On the positive side, electronic shelf pricing can lead to several benefits such as responsiveness, efficiency, and accuracy. Retailers can respond quickly to changes in the market, such as price drops from competitors or changes in supply and demand, which can be crucial in maintaining competitiveness. It also reduces the labour and material costs of manually updating prices – a cost-effective move that’s also environmentally friendly.
Finally, electronic shelf pricing can reduce pricing errors, ensuring that the price on the shelf always matches the price at the checkout, which is critical for customer trust.
While there are a number of benefits, with any introduction of new technology it is essential to pause and contemplate the potential downsides and make an effort to curb those.
Frequent price changes could lead to customer uncertainty. If customers perceive that prices are constantly in flux, they may feel uncertain and less likely to make a purchase decision, fearing a lower price could be just moments away. If prices are changing often, it could lead to a complex and confusing shopping experience, with customers struggling to keep track of the current prices.
For some consumers, constant price changes might undermine the perceived value of products. It can create a perception that the products are worth less than their stated price if they see that a retailer is willing to frequently lower the price.
There could be ethical concerns if the pricing strategy is not transparent or if it discriminates between consumers, such as offering different prices based on the time of day or the likelihood of a particular consumer to pay more.
Implementing such a system may involve collecting customer data to inform pricing strategies (e.g., using self-scan data to get an idea of what type of customers are in the store at any given moment). This could raise data privacy concerns among customers, especially if they feel their movements or purchasing habits are being monitored without their explicit consent.
While electronic shelf pricing offers DIY retailers a way to easily adapt prices and give a competitive edge, it should be approached with a strategy that considers long-term brand value, customer trust, and ethical implications. Furthermore, retailers must harness technology to not only meet expectations but to create a shopping experience that feels both personal and empowering.

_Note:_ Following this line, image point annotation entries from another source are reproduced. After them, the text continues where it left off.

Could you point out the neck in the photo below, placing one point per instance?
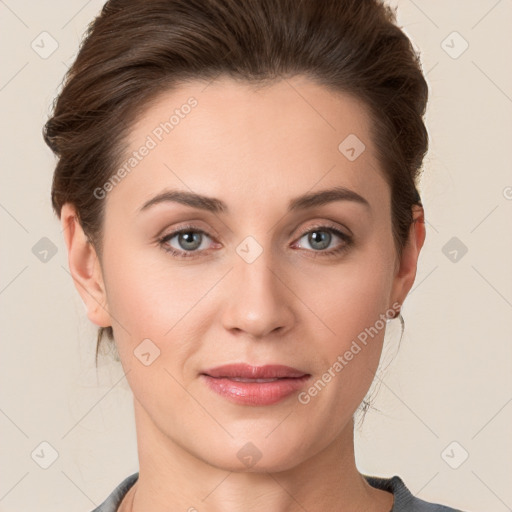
(173, 478)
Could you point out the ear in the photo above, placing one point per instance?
(406, 268)
(84, 267)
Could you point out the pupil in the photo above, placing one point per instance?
(323, 239)
(190, 239)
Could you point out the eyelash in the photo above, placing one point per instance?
(347, 239)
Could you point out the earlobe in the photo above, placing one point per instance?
(84, 267)
(406, 273)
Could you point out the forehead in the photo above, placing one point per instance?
(225, 136)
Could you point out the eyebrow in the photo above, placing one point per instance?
(214, 205)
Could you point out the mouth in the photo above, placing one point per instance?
(244, 384)
(251, 373)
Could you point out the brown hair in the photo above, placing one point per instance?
(136, 49)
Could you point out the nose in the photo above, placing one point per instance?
(259, 301)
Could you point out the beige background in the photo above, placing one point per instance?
(450, 381)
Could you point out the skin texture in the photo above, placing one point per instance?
(255, 149)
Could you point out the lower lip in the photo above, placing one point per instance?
(255, 393)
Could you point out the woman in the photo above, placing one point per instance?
(237, 183)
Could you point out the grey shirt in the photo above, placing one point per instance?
(404, 500)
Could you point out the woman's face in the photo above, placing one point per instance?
(263, 277)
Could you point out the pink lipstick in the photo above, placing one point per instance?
(244, 384)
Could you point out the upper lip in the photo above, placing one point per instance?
(247, 371)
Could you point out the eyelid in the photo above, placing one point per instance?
(163, 239)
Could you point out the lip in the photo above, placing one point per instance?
(245, 384)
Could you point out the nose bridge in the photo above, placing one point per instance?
(258, 301)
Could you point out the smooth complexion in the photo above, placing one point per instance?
(256, 150)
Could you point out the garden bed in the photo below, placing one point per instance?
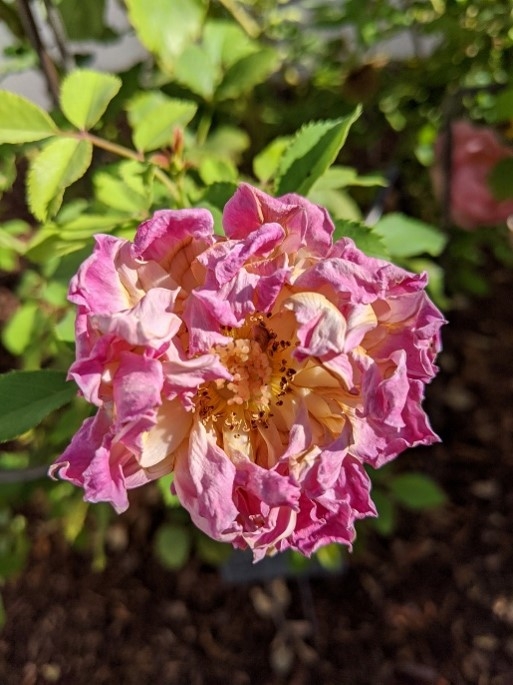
(432, 605)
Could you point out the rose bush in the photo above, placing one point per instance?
(475, 151)
(263, 368)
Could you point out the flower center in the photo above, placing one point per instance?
(261, 373)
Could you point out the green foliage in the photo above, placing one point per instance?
(27, 397)
(404, 237)
(221, 103)
(59, 164)
(364, 237)
(312, 151)
(166, 28)
(417, 491)
(21, 121)
(85, 95)
(154, 117)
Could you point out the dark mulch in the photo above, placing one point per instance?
(433, 605)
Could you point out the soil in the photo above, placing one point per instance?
(431, 605)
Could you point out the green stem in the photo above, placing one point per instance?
(126, 153)
(107, 145)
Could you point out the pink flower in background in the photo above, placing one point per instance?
(264, 368)
(476, 150)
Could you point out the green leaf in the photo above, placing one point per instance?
(153, 117)
(21, 121)
(330, 557)
(339, 204)
(364, 237)
(166, 28)
(27, 397)
(17, 332)
(503, 110)
(500, 179)
(195, 70)
(62, 162)
(247, 73)
(85, 96)
(122, 187)
(314, 148)
(226, 43)
(172, 546)
(211, 551)
(164, 486)
(417, 491)
(213, 170)
(407, 237)
(266, 163)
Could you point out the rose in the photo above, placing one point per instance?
(264, 368)
(476, 150)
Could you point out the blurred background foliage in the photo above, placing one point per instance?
(215, 93)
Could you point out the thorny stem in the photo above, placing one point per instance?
(33, 34)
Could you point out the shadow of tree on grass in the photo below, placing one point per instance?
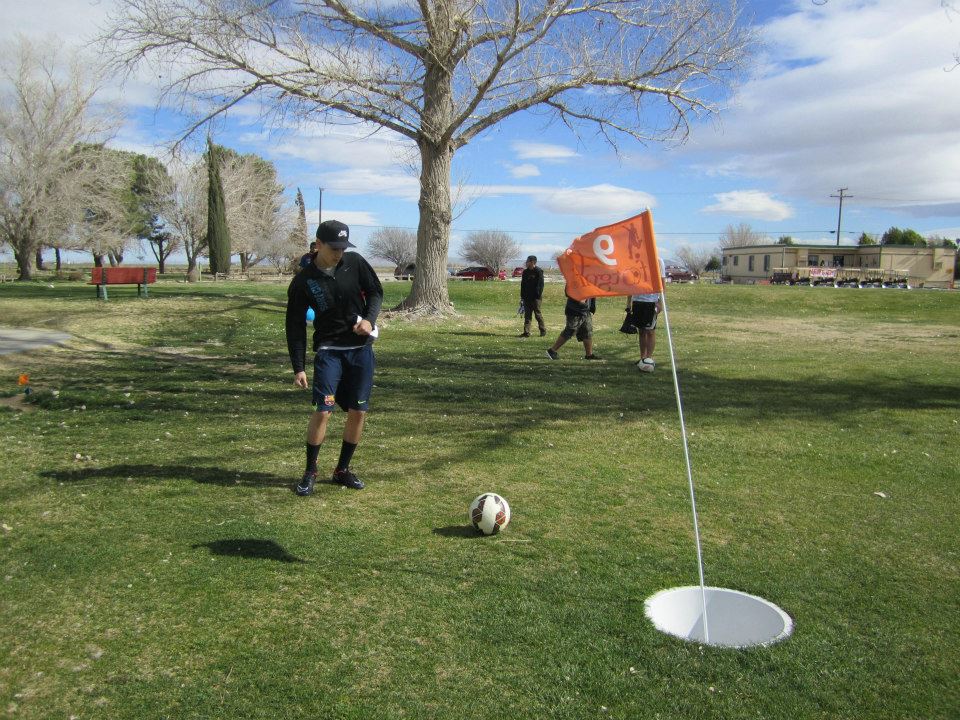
(149, 473)
(250, 549)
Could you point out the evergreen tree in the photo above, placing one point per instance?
(300, 229)
(218, 234)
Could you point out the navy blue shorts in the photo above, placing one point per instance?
(344, 378)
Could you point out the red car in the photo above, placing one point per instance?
(477, 272)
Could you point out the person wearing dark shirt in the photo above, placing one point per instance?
(579, 317)
(531, 293)
(346, 296)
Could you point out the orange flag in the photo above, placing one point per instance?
(618, 259)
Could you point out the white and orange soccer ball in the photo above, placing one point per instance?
(489, 513)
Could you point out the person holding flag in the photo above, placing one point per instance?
(644, 309)
(579, 314)
(619, 259)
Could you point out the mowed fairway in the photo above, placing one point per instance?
(155, 563)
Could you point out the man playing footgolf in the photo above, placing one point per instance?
(346, 297)
(579, 315)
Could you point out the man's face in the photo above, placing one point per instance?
(327, 256)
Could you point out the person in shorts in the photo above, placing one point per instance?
(579, 316)
(644, 310)
(346, 296)
(531, 294)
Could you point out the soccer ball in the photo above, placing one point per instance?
(489, 513)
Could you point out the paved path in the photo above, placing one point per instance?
(25, 339)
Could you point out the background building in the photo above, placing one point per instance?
(922, 266)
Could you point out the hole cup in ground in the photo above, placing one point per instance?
(734, 619)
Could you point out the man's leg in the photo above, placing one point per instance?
(539, 315)
(316, 432)
(648, 340)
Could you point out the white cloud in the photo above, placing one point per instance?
(850, 95)
(350, 217)
(750, 203)
(605, 201)
(542, 151)
(524, 170)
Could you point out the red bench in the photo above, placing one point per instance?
(139, 276)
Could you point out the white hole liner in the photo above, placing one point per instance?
(734, 619)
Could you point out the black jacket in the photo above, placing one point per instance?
(531, 284)
(353, 290)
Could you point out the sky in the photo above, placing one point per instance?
(856, 94)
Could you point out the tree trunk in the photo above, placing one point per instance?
(429, 292)
(24, 260)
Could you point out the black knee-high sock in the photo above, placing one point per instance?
(346, 455)
(312, 452)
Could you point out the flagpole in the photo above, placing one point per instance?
(686, 456)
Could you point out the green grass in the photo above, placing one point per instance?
(155, 563)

In summary, the evolution of DIY retail towards an omnichannel business model, as observed in Intergamma's approach, has several positive takeaways. The rollout of a 'smart store' concept, leveraging technology for enhanced customer and employee experiences, will foster customer satisfaction and employee productivity. The strategic use of digital tools in various business functions, and a willingness to experiment with new technologies such as generative AI like chatbots demonstrates a commitment to continuous innovation. But following this path can only lead to sustained success when retailers are mindful of ethical considerations and customer perceptions.
Doing good for customers and employees should be the core principle, and if that’s the case then an omnichannel transformation indicates a brighter future for the industry, where digital and physical retail complement each other and create a more holistic and satisfying customer journey. By embracing these changes, DIY retailers like Intergamma are not just adapting to the new market realities but are also shaping a more efficient, responsive, and customer-centric retail environment.